Innerhalb der nächsten dreieinhalb Stunden der Verhandlung wurden dann die noch fehlenden 37 der insgesamt 62 Beweisanträge gestellt und deutlich gemacht, dass die Blockade des Kraftwerks Neurath nach Paragraph 34 StGB „Rechtfertigender Notstand“ gerechtfertigt war und es keine milderen Mittel gegeben hätte, um die tatsächliche Gefahr für das Leben zahlreicher Menschen die durch das Kraftwerk und die Verbrennung der Kohle und die dadurch verursachten Folgen der Klimakatastrophe abzuwenden. Kurz gesagt es wurde gezeigt: Direkte Aktionen sind und bleiben notwendig, um effektiv für Klimagerechtigkeit zu kämpfen.

Hierbei wurde die ursprünglich bis 11 Uhr angesetzte Frist zum Verlesen der Anträge immer wieder im Stundentakt von der Richterin verlängert, bis wirklich alle Beweisanträge vorgelesen waren. Danach gab es eine Stunde Pause in der sich die Kammer zurückzog um über die Beweisanträge zu entscheiden.
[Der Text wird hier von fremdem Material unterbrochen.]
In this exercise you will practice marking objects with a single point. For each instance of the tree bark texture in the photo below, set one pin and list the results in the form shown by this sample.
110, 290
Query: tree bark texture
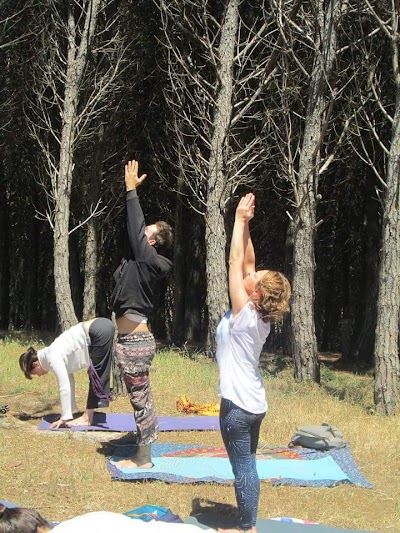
386, 354
304, 343
89, 292
76, 61
4, 255
217, 286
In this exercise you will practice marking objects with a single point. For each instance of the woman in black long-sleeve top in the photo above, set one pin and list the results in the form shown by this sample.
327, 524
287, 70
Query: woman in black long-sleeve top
132, 302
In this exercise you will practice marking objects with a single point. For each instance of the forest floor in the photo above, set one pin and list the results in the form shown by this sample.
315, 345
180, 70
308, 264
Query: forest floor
63, 474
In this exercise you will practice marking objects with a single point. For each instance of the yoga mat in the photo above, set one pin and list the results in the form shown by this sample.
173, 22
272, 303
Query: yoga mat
214, 520
200, 465
219, 469
122, 422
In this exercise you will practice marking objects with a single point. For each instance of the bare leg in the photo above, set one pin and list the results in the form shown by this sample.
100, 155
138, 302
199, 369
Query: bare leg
85, 420
142, 459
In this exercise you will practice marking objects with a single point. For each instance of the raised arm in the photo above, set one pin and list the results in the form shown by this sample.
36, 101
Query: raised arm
239, 244
135, 222
249, 263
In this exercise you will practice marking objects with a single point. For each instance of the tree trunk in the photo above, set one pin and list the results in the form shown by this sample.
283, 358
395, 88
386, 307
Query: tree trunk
76, 61
4, 256
179, 271
89, 291
304, 343
387, 366
217, 286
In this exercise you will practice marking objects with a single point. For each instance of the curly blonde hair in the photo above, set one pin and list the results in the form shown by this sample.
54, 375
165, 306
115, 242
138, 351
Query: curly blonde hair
273, 296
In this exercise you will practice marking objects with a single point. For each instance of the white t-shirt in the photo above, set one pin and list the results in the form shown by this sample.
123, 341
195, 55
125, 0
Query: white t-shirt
239, 344
67, 354
106, 522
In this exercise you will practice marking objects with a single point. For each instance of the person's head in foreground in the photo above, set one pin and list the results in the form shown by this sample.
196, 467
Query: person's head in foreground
270, 293
22, 520
159, 235
30, 365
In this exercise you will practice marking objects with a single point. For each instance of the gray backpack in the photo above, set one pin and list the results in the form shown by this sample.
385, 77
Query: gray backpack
323, 437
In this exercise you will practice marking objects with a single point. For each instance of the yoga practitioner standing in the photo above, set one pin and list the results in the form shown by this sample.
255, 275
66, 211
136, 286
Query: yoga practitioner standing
132, 302
257, 298
87, 345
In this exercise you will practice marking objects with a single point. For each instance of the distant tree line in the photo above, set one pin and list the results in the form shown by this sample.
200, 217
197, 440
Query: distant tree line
297, 101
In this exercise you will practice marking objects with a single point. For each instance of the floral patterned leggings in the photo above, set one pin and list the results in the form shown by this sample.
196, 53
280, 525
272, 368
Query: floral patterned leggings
240, 432
134, 353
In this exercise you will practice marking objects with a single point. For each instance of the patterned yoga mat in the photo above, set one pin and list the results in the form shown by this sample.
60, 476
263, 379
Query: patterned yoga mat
183, 463
122, 422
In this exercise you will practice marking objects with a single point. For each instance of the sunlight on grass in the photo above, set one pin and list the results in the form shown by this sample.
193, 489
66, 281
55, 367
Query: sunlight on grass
71, 477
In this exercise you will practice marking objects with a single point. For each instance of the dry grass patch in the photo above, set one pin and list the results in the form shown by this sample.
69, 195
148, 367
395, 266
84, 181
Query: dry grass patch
64, 474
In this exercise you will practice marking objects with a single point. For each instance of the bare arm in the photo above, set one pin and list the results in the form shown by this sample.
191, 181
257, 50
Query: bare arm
239, 244
249, 263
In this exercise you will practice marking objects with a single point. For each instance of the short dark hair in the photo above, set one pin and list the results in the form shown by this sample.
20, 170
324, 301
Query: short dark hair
26, 361
20, 520
163, 236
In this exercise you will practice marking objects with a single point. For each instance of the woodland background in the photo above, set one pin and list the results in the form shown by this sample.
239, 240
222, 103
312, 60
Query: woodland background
298, 101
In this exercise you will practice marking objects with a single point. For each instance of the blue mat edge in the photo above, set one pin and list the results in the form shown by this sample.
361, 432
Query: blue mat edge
342, 456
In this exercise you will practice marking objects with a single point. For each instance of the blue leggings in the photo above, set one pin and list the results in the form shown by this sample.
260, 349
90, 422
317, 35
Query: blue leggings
240, 432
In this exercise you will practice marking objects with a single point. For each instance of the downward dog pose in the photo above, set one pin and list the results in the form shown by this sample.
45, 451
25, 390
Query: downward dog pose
87, 345
257, 298
132, 302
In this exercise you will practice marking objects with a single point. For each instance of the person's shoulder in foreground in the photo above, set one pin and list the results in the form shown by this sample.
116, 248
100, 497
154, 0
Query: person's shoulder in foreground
104, 522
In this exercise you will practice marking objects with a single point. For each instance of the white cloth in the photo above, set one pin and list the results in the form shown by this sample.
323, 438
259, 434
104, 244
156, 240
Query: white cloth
239, 344
106, 522
66, 355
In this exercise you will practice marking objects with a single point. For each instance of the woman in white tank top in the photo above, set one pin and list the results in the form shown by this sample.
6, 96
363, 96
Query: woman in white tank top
258, 298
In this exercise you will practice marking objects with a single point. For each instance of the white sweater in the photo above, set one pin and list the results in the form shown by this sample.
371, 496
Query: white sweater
106, 522
66, 355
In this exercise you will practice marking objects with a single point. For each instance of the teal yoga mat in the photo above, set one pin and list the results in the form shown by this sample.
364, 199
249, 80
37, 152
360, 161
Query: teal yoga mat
201, 468
190, 463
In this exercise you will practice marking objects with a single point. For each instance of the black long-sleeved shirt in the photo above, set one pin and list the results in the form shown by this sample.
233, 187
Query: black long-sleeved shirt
140, 267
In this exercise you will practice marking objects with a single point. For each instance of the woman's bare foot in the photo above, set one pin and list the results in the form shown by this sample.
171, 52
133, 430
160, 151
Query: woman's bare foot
142, 459
85, 420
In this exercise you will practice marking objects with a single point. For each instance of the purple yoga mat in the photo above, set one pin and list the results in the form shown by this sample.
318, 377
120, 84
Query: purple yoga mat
125, 422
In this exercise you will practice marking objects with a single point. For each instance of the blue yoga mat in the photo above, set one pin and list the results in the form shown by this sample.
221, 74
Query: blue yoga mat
122, 422
205, 468
311, 468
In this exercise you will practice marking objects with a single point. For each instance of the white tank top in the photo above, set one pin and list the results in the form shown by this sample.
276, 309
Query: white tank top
239, 344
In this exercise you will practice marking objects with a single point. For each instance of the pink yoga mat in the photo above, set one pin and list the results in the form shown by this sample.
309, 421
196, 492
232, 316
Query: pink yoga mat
126, 422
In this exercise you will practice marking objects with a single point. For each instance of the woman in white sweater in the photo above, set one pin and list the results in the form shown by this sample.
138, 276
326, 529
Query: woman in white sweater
87, 345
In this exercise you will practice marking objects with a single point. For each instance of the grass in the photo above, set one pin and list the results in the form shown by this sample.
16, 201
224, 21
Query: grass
64, 474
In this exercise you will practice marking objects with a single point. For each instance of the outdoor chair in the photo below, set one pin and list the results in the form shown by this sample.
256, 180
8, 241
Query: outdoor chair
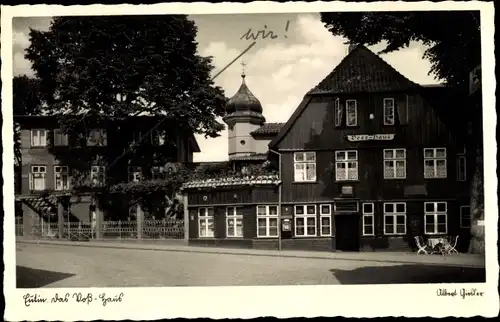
450, 247
422, 246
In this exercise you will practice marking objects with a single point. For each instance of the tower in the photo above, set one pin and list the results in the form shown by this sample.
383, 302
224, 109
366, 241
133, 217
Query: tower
243, 115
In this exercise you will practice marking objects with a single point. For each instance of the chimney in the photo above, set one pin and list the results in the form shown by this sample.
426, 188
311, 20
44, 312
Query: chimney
351, 47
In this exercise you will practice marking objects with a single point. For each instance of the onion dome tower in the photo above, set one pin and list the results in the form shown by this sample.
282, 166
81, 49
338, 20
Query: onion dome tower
243, 115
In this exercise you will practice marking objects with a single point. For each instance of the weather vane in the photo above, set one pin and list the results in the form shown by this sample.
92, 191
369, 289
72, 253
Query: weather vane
243, 68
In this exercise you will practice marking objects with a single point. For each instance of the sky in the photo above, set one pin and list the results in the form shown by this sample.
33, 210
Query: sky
279, 71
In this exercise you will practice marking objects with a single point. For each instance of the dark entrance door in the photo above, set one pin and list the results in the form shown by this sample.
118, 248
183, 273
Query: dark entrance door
347, 232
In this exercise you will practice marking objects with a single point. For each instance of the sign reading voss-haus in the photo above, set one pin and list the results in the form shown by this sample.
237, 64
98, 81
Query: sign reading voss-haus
370, 137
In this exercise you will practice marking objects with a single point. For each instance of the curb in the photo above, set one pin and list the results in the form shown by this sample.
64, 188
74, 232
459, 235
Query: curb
229, 252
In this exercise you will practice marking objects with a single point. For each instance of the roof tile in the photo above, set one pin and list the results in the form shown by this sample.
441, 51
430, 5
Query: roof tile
363, 71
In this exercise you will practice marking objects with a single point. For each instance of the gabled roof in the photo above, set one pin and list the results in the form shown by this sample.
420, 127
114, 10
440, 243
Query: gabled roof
363, 71
268, 129
291, 121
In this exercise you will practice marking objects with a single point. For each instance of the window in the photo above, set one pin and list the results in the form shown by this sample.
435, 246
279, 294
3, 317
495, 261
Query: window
38, 174
464, 217
132, 212
368, 219
325, 220
389, 112
394, 163
435, 163
61, 177
157, 173
338, 113
305, 220
206, 222
97, 137
134, 174
462, 165
346, 165
305, 166
395, 218
97, 175
351, 113
38, 138
267, 221
234, 222
461, 168
435, 218
60, 138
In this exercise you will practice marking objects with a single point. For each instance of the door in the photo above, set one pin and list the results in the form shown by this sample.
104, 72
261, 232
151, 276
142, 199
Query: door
347, 232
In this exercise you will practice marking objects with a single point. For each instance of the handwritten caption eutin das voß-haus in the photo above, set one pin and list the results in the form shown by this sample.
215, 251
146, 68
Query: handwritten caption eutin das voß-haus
102, 298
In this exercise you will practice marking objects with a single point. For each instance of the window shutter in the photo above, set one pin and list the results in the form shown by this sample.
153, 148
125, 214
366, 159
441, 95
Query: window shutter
299, 172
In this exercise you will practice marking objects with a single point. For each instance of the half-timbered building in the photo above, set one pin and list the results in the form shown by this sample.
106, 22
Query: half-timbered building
368, 161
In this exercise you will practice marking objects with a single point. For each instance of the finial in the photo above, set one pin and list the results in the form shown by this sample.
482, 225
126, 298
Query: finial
243, 69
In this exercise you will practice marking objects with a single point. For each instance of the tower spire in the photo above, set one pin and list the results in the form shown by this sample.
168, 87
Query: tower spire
243, 69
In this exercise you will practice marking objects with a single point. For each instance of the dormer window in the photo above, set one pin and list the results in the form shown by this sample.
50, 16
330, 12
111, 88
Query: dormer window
38, 138
97, 137
389, 111
338, 113
60, 138
351, 113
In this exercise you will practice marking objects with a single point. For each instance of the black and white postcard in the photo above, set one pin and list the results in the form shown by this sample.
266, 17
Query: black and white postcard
245, 160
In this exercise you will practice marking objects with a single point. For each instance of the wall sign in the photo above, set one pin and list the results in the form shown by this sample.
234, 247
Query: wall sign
370, 137
347, 190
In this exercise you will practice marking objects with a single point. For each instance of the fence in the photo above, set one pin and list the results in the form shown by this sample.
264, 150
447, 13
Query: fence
151, 229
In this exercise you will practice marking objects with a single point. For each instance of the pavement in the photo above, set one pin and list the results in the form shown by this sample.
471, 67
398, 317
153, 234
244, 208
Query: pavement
105, 264
462, 260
Nicht wirklich verwunderlich war, dass alle Beweisanträge abgelehnt wurden, entweder da sie für bedeutungslos, ungeeignet oder auch für bereits erhoben befunden wurden. In einen Tempo, das Mitschreiben fast unmöglich machte, ratterte die Richterin das dreiseitige Dokument über die Ablehnungen herunter.  Allerdings wurde bei vielen zusätzlich angemerkt, dass es sich um Rechtsfragen handeln würde, sprich dies vom Gericht entschieden werden müsste. Zum Beispiel in Bezug auf einige Anträge die auf rechtfertigenden Notstand hin argumentieren, wurde anerkannt, dass immerhin Zweifel beständen, ob beispielsweise die Ziele des Pariser Klimaschutzabkommens mit den deutschen Klimazielen und den bisher dazu von der Regierung getroffenen Maßnahmen erreicht werden können und dass unzureichender Klimaschutz durch das Bundesverfassungsgericht als verfassungswidrig eingestuft wurde. Ob aber deshalb wegen der Emissionen des Kraftwerk Neuraths eine Notstandlage bestände, sei eben eine Rechtsfrage.

Wie dieses Gericht zu dieser und allen weiteren Rechtfragen steht, stellt sich dann wohl am nächsten und wahrscheinlich letzten Termin am 12.01. heraus. Es gibt dann ggf. nochmal weitere Beweisanträge, denn die Beweisaufnahme ist noch nicht geschlossen, Plädoyers, ein letztes Wort der angeklagten Person und ein Urteil.

Los geht’s um 9 Uhr mit der Kundgebung, der Prozess startet um 9:30 Uhr. Kommt vorbei und seid solidarisch. Wie bisher auch sind kreative, ungehorsame oder lustige Aktionen im und ums Gericht explizit erwünscht.